3-DOF Precision Positioning Stages Supporting Laser Assisted Wafer Slicing

The principle of laser cutting is to use an ultra-short pulse laser to condition a defined layer within the material, creating a planar modified region weak enough to allow the entire wafer to be controllably cleaved from the ingot. Depending on the material and by optimizing the laser process parameters and beam delivery (i.e. pulse width, intensity, focused spot beam profile, etc.), the manufacturers are able to control this deformation in the material with no thermal damage to the top and bottom interface of the sliced wafer.

An external force (e.g. bonding force and pressing force) guides the cracks to precisely split the material along the laser conditioned layer.

Laser modified cutting is the fast and cost-efficient solution for the ever-increasing demand and cost challenges of the semiconductor industry. This technique avoids the typical kerf-loss of wire saws in the process of slicing ingots to wafers resulting in significant yield improvement in SiC wafer production (without a need to increase crystal growth capacities). It also enables sub-100 µm thin SiC made devices.

This 3-motor, 3-encoder gantry configuration means three linear axes are coupled to create two axes of linear motion and one axis of rotational motion (X, Y, Theta-Z). The X-Axis, Y-Axis, and Theta-Z Axis all have separate control loops for linear and rotational motion control, which results in simplified tuning, without any fighting between loops. This translates to higher throughput and performance.

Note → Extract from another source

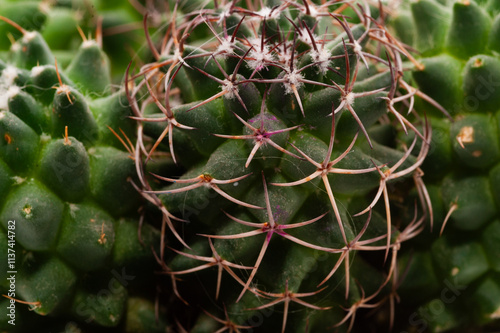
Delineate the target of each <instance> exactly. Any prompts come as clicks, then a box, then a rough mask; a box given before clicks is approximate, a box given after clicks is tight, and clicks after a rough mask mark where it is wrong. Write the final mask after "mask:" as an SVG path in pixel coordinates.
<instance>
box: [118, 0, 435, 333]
mask: <svg viewBox="0 0 500 333" xmlns="http://www.w3.org/2000/svg"><path fill="white" fill-rule="evenodd" d="M201 6H202V4H201V2H200V4H198V2H189V4H188V3H184V2H176V3H175V4H172V6H171V7H170V11H169V13H170V18H171V20H170V21H169V24H168V27H167V28H166V31H163V30H161V31H157V32H155V33H154V34H152V35H150V34H149V29H145V34H146V40H147V42H148V45H149V48H150V50H151V56H152V61H151V62H149V63H148V62H146V64H144V65H142V66H141V67H140V68H138V69H135V70H133V69H132V68H129V69H128V70H127V74H126V83H127V84H126V85H125V89H126V91H127V96H128V99H129V102H130V105H131V106H132V108H133V112H134V118H135V119H136V120H137V121H138V124H139V125H138V132H137V143H136V146H135V147H136V149H135V152H136V158H135V162H136V168H137V170H138V171H139V174H138V177H139V182H138V183H137V185H138V188H139V189H140V190H141V193H142V195H143V197H144V198H145V199H146V200H148V202H150V203H151V204H152V205H154V206H157V207H158V209H159V210H160V211H161V212H162V241H161V247H160V251H159V253H158V254H157V257H158V258H157V259H158V262H159V264H160V265H161V273H162V274H163V275H164V276H165V278H164V279H165V285H166V286H165V287H164V289H165V293H166V296H164V297H163V298H164V299H165V303H166V304H167V307H169V308H170V309H171V311H170V312H169V315H170V317H171V318H172V320H175V321H177V324H178V326H179V331H186V330H189V331H192V332H214V331H218V332H222V331H226V330H228V331H247V330H248V331H259V332H280V331H281V332H285V331H286V332H304V331H311V332H319V331H325V330H327V329H330V330H334V329H337V330H339V331H350V330H352V329H353V328H354V327H355V326H354V325H355V321H354V319H355V317H356V314H357V313H358V310H362V311H363V310H366V309H372V308H377V307H379V306H385V307H386V308H387V309H391V310H389V311H390V314H391V322H392V321H393V319H394V303H395V301H396V300H397V294H396V290H395V289H396V287H397V285H398V283H399V278H398V274H399V271H398V270H397V269H396V262H397V258H398V253H399V250H400V247H401V244H402V243H403V242H405V241H407V240H409V239H412V238H413V237H415V236H416V235H417V234H418V233H420V232H421V231H422V229H423V228H424V227H425V225H424V221H427V219H428V218H430V220H431V224H432V212H431V207H430V201H429V200H430V197H429V194H428V191H427V189H426V187H425V185H424V183H423V181H422V179H421V175H422V171H421V169H420V166H421V165H422V163H423V161H424V158H425V156H426V155H427V152H428V149H429V145H428V143H429V142H430V141H431V129H430V127H429V123H428V122H427V118H426V115H425V113H424V112H417V108H415V107H414V100H415V97H417V96H419V97H420V98H422V99H424V100H426V101H428V102H429V103H434V104H435V102H434V100H433V99H432V98H430V97H428V96H427V95H426V94H424V93H423V92H422V91H419V90H416V89H414V88H413V87H411V86H410V84H409V83H408V82H407V79H408V77H407V75H406V74H405V73H406V71H407V69H408V68H410V67H411V66H409V65H407V64H406V62H403V60H405V61H406V60H409V61H408V63H409V64H410V65H411V62H413V63H414V64H415V65H416V66H418V65H419V63H418V62H416V61H415V60H414V59H413V57H412V55H411V54H410V53H409V52H408V51H407V50H406V48H405V45H404V44H403V43H402V42H400V41H398V40H397V39H396V38H395V37H394V36H393V35H392V34H391V33H390V32H389V31H388V29H387V28H386V26H385V23H384V19H385V13H384V10H385V8H384V7H382V6H380V7H379V6H378V5H377V4H376V3H375V4H371V3H369V2H368V1H341V2H338V1H324V2H322V4H317V3H315V2H312V1H282V2H280V1H261V2H259V1H254V2H252V1H247V2H241V3H240V2H238V1H214V2H213V3H212V2H210V3H209V4H203V6H204V7H201ZM145 22H147V21H145ZM146 28H147V27H146ZM419 111H420V110H419ZM398 127H399V128H401V130H400V131H401V134H398V133H397V132H396V130H395V129H396V128H398ZM409 137H411V139H408V138H409ZM401 138H403V139H402V140H401ZM401 141H404V142H405V143H406V144H402V143H401ZM408 141H409V142H408ZM396 147H398V148H396ZM412 191H414V192H415V193H417V194H418V195H417V197H416V198H415V197H413V196H411V195H409V194H411V193H413V192H412ZM405 205H409V206H410V207H415V206H418V208H419V209H418V210H414V211H415V212H416V214H415V215H414V216H410V217H409V218H406V217H405V216H404V215H405V214H403V213H406V212H407V210H406V209H401V208H400V207H404V206H405ZM172 295H173V296H174V297H172ZM362 313H363V312H362ZM362 313H361V314H362ZM358 316H360V314H358ZM372 323H373V322H372ZM374 325H375V324H374ZM387 325H392V324H391V323H387ZM367 326H370V324H367ZM370 328H371V329H373V327H370ZM388 328H389V327H388V326H384V328H382V330H387V329H388ZM365 329H368V328H367V327H365ZM379 329H381V328H379Z"/></svg>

The stage is designed with a flexure coupling between the X and Y axes to allow up to +/-0.5° of Theta-Z rotational motion. This Theta-Z motion is used for active yaw compensation to improve performance and simplicity of operation.

The stage can be equipped with a dynamic solenoid valve to turn the vertical lift air supply on and off for the cross-axis air bearing. By turning the lift air supply on or off while keeping all the other air supplies turned on, the stage position can be locked in place. The stage uses vacuum preload in the vertical direction, which provides the locking force via friction against the granite. This locking is done while the servo loops are enabled, which prevents parasitic motion in the X-Y directions during the transition. 

PI low profile rotary air bearing stages (models A-634, A-635, A-638) feature a high performance 3-phase brushless direct drive torque motor for the best dynamics and motion performance. They offer excellent positioning accuracy using high resolution, direct-measuring absolute and incremental encoders. The rotary tables are designed to offer excellent stiffness and high load capacity while they are compact with low overall mass. The tabletop is precision-ground flat to minimize distortion and the motion platform is manufactured to support 200mm, 300mm, and 450mm wafers and panels.

A-8XX ACS based multi-axis motion controllers offer advanced multi-axis motion profiling algorithms to build complex optimized trajectory paths. These trajectory paths are precisely followed with tight servo loops using real time disturbance attenuation enabling world leading process results.

Employing Laser Control Modules (LCM) and Laser Control Interfaces (LCI), ACS motion control solutions enable high-speed, tightly synchronized laser triggering to empower high-accuracy laser micromachining.